The assignments are due bi-weekly. Typically an assignment is handed out on a WednIDSay, and is due on a Monday two weeks later. There will be informal labs/recitations in order to help students work through issues associated with the assignments.

Class Project

The class project is our main means of assessing whether you can learn the material at a deeper level and apply it to a graduate level research project. There are two major deliverables here towards the end of the term:

  1. Project Presentation (ca. 15-20 minutes including Q&A)
  2. Final Report in the format of a journal or conference article
ACTIVITIES PERCENTAGES
Assignments 1-5 (10% each) 50%
Project presentation 20%
Final project report 20%
Active participation/attendance 10%

Appendix A

This appendix discusses the aspects of the MSDO course:

Multidisciplinary

A key component of this course is learning how to integrate different models from various disciplinary fields together into a single macro-model. All too often specialists in different fields (structures, fluids, propulsion, controls etc.) exert a great deal of effort modeling and designing within their area of expertise with little understanding of how their design decisions affect other subsystems within the entire system. Also frequently lacking is an understanding of how such design decisions impact system lifecycle cost and program risk. Understanding of and fluency in integrated, multidisciplinary modeling is essential to the success of contemporary and future complex systems.

System

A system is a physical or virtual object that is composed of more than one element and that exhibits some behavior or performs some function as a consequence of interactions between these constituent elements.

Design

This course focuses on engineering design problems (e.g. aerospace vehicles, transportation systems, communication networks) and not primarily management problems (resource allocation, supply chain optimization, revenue management, etc.). As such, students should have a background and interest in engineering and system or product design and have had previous exposure to optimization. The course will be a good complement to existing courses in product development and system architecture, which do not typically present a multitude of quantitative methods and tools.

Optimization

Optimization is a mathematical method and gives rise to a number of algorithmic tools.

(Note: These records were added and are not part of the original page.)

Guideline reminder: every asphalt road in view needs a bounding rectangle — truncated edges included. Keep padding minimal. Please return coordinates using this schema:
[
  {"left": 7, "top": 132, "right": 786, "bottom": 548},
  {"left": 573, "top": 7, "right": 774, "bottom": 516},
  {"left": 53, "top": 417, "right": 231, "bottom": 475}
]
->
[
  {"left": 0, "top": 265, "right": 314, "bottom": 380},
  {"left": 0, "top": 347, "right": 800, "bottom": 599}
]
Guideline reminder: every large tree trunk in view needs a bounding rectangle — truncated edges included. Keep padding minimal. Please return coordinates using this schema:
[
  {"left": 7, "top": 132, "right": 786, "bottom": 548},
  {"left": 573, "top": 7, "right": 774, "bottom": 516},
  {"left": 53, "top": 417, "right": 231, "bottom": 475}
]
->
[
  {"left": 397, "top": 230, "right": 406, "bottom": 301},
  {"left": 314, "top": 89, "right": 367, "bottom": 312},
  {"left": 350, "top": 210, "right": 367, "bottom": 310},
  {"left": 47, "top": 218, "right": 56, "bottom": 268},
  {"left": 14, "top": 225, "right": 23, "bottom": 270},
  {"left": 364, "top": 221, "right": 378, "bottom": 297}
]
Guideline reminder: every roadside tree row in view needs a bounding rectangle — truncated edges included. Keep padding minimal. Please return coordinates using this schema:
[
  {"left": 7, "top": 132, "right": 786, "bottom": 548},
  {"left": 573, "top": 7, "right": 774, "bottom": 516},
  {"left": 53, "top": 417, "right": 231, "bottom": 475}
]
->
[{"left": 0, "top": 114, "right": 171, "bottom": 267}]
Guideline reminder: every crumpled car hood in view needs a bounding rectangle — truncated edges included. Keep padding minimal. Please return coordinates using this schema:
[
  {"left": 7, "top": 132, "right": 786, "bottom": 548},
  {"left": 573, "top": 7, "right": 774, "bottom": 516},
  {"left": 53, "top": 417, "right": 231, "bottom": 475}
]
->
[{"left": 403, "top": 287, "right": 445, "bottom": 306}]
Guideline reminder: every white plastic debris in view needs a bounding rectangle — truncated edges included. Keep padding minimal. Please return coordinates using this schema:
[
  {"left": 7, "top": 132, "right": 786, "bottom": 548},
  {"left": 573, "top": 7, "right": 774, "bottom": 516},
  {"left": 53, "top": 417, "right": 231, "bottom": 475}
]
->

As such it represents a bridge, which enables the use of integrated multidisciplinary models to do more effective design engineering work. It should be stressed that the use of optimization is not intended to remove the human from the design loop. Rather, optimization enables engineers and system architects to explore vast design spaces, often resulting in non-intuitive insights. This may result in system designs that are more cost-effective compared to previously considered traditional designs.